SEVENTY-NINE

Hargreaves pointed, and Tucker ran to the nearest outcropping of rock on the shore. When Tucker waved, Hargreaves moved past him to the next. Leapfrogging positions as each covered the other. They had made fast progress up the bare southern shore. Less than five minutes before, they’d spotted the FBI tactical team leaping from the beached police boats near Rohner’s personal art museum.

The two men had cut across the estate, seconds ahead of the Feds. Getting soaked to the bone by the frigging rainstorm.

Tucker had nearly tripped over something that turned out to be a chunk of aluminum flagpole, one end of it flattened and torn. The helicopter’s doing. Louis’s final flight. The night had gone to hell fast after that.

Was Rohner dead? Hargreaves hoped not. He wanted his own chance to end that Swiss prick. And Karla. He was sure the whore had been behind the cops showing up. She and Shaw must be working together. They’d convinced Rohner to pay up and then bolted before the trap snapped shut.

It had been slick, Shaw’s thing with the bomb or the smoke grenade or whatever that had been.
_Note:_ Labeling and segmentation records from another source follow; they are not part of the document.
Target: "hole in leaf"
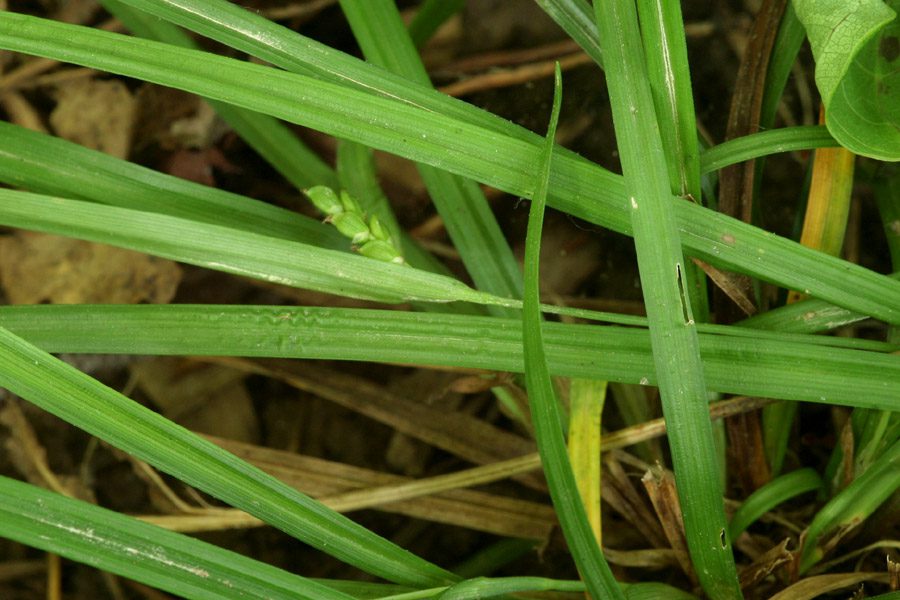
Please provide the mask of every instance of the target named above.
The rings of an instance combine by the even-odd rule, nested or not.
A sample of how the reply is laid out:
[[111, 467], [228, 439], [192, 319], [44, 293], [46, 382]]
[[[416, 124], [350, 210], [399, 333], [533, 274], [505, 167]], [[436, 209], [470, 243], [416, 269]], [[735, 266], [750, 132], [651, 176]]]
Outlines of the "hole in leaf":
[[681, 265], [675, 263], [675, 278], [678, 281], [678, 300], [681, 302], [681, 318], [685, 325], [693, 325], [694, 317], [691, 315], [691, 305], [687, 297], [687, 290], [684, 289], [684, 275], [681, 272]]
And Hargreaves knew that the polymer invention was viable now. Morton had done at least that much good. That knowledge was worth something. He could get another operative inside Avizda. Take another batch of the chemical, by force if they had to.

There was a way off this island. The boat he’d arranged for Taskine and Riley. Had they cast off already?

Speed counted. If he and Tucker could beat them to the boat—or better yet catch them there by surprise—then finders fucking keepers. Those two psychopaths had exhausted their usefulness.